I never think about getting older, but I do cultivate resilience. I walk for happiness. I go to yoga and the Y for strength. I wear a wide-brimmed hat and kneepads for farm and garden work. I love using a pitchfork. I eat lots of vegetables and sunflower seeds.
And I cultivate optimism. I thank others for being optimistic, especially in these times with heartbreaking news all around. I glean hopeful stories from my neighbors and from organizations working for social justice.
More than fifty years ago, I was fifteen and holding signs against the Vietnam War outside a draft-board in Philadelphia. I decided then to become a socially-conscious artist and gave myself ten years to find something to say. But I soon discovered that this would take a lifetime. I also learned that art, both created by myself, and created cooperatively can be equally compelling.
But there is one place where I do call myself “an elder” - and that’s at The Intervale Community Farm's board meetings, where I've served for twenty four years. Remembering the roots of an organization has a good place on this earth.

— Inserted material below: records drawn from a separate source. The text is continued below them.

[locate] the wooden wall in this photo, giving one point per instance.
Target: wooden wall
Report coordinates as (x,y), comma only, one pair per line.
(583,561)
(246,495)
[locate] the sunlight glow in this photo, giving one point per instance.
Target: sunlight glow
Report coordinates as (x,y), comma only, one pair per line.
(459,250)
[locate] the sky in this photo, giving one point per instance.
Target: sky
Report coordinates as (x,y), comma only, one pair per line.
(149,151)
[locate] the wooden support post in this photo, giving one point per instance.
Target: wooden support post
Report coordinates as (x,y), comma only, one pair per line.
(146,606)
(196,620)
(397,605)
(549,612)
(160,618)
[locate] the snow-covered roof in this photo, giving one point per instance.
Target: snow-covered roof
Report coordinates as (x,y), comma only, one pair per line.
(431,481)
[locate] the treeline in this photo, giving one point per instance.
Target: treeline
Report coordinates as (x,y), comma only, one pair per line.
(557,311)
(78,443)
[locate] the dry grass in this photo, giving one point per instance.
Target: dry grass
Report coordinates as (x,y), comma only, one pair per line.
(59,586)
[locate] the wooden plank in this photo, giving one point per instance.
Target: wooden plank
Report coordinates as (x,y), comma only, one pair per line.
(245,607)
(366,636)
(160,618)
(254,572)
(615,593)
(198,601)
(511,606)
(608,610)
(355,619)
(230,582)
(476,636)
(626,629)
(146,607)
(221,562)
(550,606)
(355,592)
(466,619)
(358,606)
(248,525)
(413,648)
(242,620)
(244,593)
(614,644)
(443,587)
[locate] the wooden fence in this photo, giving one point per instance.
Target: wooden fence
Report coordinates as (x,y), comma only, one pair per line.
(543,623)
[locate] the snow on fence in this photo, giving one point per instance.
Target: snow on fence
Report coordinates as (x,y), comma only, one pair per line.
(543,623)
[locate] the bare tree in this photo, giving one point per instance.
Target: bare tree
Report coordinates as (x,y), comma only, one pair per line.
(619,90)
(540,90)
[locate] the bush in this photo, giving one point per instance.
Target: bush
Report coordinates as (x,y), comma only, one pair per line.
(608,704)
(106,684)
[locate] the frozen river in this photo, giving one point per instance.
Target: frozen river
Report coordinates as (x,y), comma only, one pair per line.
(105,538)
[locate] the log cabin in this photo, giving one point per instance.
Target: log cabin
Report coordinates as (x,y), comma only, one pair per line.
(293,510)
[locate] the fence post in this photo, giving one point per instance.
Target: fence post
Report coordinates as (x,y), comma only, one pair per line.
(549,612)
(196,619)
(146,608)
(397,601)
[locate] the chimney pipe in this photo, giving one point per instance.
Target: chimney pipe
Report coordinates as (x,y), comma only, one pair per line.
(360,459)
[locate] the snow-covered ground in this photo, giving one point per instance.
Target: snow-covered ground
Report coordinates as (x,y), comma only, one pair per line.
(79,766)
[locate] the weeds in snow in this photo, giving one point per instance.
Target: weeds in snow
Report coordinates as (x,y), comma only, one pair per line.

Beyond helping on farms, planting berries and tending flower-gardens, learning from young people, and making time for my landscape-painting, I now need to look ahead.
It’s time to stop procrastinating and catalog my lifetime of art so that samples of my work can go to a university-archive or another publicly-accessible center. I've been so inspired by past artists and I hope that future generations can be inspired by me.
It’s also time for me to learn more about climate change and wildfires. My beloved daughter has been a wildlands firefighter out West for five years now. To honor her and her crew-members, I need to speak-up more loudly for environmental stewardship, local and global.
In the time ahead, I hope to expand my horizons and my usefulness. And I’ll continue believing in those coming after me, as we all search for ways to save this precious planet.